Inihaw na Pusit (Grilled Squid)
“Pulutan” is a Tagalog word for appetizer (“pupus” for my Hawaii peeps). Beer gardens abound in Philippine metropolitan areas. These establishments come complete with a line-up of appetizer offerings, not the least among them is “inihaw na pusit” or grilled squid. There is a science to preparing the perfect inihaw na pusit. It starts with marinating the squid in the right amount of sauce and spices, all the way to the actual grilling in which timing is key. Over-grilling the squid would make it “rubbery,” so whoever is the designated “griller” can’t be watching the ball game with the rest of the gang — at least until the pusit is ready for the taking.
In the absence of a barbecue grill, one can always resort to the oven broil, or the iron-cast stove top grill pan.

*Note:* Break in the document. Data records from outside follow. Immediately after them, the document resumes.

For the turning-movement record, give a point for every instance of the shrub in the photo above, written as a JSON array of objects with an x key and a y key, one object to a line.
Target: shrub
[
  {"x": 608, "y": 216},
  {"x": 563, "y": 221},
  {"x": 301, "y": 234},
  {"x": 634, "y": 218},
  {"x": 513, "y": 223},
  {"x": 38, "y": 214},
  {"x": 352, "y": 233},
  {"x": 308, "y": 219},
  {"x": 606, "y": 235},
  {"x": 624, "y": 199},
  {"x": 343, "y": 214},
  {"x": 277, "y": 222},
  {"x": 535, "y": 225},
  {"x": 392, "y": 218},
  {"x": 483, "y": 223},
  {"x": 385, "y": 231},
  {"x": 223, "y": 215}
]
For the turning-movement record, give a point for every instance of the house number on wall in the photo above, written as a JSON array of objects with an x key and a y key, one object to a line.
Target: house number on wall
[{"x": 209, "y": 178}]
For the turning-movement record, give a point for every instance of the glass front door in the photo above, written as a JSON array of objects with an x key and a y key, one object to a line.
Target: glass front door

2 pcs large squid, cleaned, tentacles removed
1 tbsp fresh ginger, sliced into thin strips
3 cloves garlic, peeled and crushed
3 tbsps soy sauce
2 tbsps vinegar
2 tsps brown sugar
1 small lime, squeezed for juice
In a mixing bowl, combine soy sauce, vinegar, sugar, lime juice, ginger and garlic. Using a sharp knife, make several scores on one side of each squid. Marinate the squid, cover with foil, and keep in the refrigerator overnight. When ready to cook, heat an iron-cast grill pan over high heat on the stove. Place the squid (without the marinade) in the pan and cook for 2-3 minutes until either side of the squid starts to blacken. If desired, occasionally baste the squid with the marinade. Remove from heat. Heat a sizzling serving plate. Serve the squid on the hot sizzling plate, pouring some of the marinade over the squid for that extra sizzle. Use the remaining marinade as a dipping sauce.